The occasional shmooze or inspiring field trip are not sufficient to combat the many
obstacles - whether they be in the pragmatic, emotional, or ideological spheres - that
present themselves over the course of time. The students must understand on a very deep
level - both intellectually and emotionally - the importance of living in
Eretz Yisrael, especially in our times. Then, and only then, we can hope to see an
increase in aliya from the West.
But how does one transmit these ideals to the students? The author claims
that it can happen only through a course of study which combines both textual and
experiential learning. On the one hand, we must show them black on white what the Torah
and our Sages, of blessed memory, have to say about Eretz Yisrael and the future
redemption. To accomplish this goal, the author has prepared a source-book of close to 400
sources extolling the virtues of Eretz Yisrael and proving that we are in the midst of the
process of redemption. In addition, he has translated into English one of the most
comprehensive volumes on the topic, Eim HaBanim Semeichah.

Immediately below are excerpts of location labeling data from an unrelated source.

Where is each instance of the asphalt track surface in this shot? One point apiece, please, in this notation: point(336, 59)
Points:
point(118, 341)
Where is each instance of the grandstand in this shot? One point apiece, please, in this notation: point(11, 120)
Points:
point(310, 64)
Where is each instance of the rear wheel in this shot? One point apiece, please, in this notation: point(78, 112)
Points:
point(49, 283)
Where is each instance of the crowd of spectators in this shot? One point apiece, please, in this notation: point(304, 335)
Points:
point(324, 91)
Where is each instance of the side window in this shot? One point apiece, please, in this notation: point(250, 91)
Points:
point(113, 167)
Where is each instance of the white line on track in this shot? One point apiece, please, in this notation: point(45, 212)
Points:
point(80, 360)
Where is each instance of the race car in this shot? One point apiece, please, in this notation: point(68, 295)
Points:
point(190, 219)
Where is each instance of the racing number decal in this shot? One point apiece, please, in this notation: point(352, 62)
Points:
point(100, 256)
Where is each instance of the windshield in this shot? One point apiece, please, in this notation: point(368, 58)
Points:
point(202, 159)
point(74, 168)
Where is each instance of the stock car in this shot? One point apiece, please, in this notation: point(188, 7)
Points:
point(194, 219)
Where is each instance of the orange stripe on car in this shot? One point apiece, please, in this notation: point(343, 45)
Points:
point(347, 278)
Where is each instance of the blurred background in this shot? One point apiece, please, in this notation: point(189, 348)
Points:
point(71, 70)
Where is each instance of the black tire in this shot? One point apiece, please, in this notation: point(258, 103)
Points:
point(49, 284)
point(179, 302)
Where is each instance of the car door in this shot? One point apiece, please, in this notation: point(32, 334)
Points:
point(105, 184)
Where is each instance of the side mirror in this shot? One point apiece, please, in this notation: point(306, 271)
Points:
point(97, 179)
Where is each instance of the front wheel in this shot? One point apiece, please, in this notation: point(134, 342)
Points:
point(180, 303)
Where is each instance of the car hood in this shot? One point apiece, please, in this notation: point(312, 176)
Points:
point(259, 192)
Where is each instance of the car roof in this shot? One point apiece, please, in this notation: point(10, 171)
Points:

This is not enough, however. The students must also be given the chance
to develop strong emotional bonds to the Land. And this can only be done through
experiential learning. Therefore, the author suggests that an organized and meaningful
program of field trips, shabbatonim, and special events be introduced (or modified) in
the one-year yeshiva programs here in Israel. The students should be exposed to special
personalities who can serve as role models in the area of self-sacrifice for G-d’s Chosen
Land. They should spend time in special and inspiring areas of the country and see first
hand how the Torah comes to life here in the Land of the Torah. They should be encouraged
to take part in the many special events, national holidays, memorial ceremonies, and unique
experiences that only the Jewish Homeland has to offer. In the long run these are the
things that are going to remain implanted in the hearts and souls of the students.
In addition, the students should be made to feel that they can make it
here in Eretz Yisrael. To accomplish this, they should be set up with families who
themselves have made aliya, and with people who work in the same profession which the
students plan to enter. There should also be career seminars which discuss the pros and
cons of the different professions here in Israel. These kinds of programs can be run during
vacation and “free” time so as not to interfere with learning time.
If these and similar types of learning experiences are coupled together
with text- book learning, forming a comprehensive curriculum on the mitzvah of
Yishuv Eretz Yisrael, there is good reason to believe that we will eventually witness
a significant increase in voluntary aliya from the West.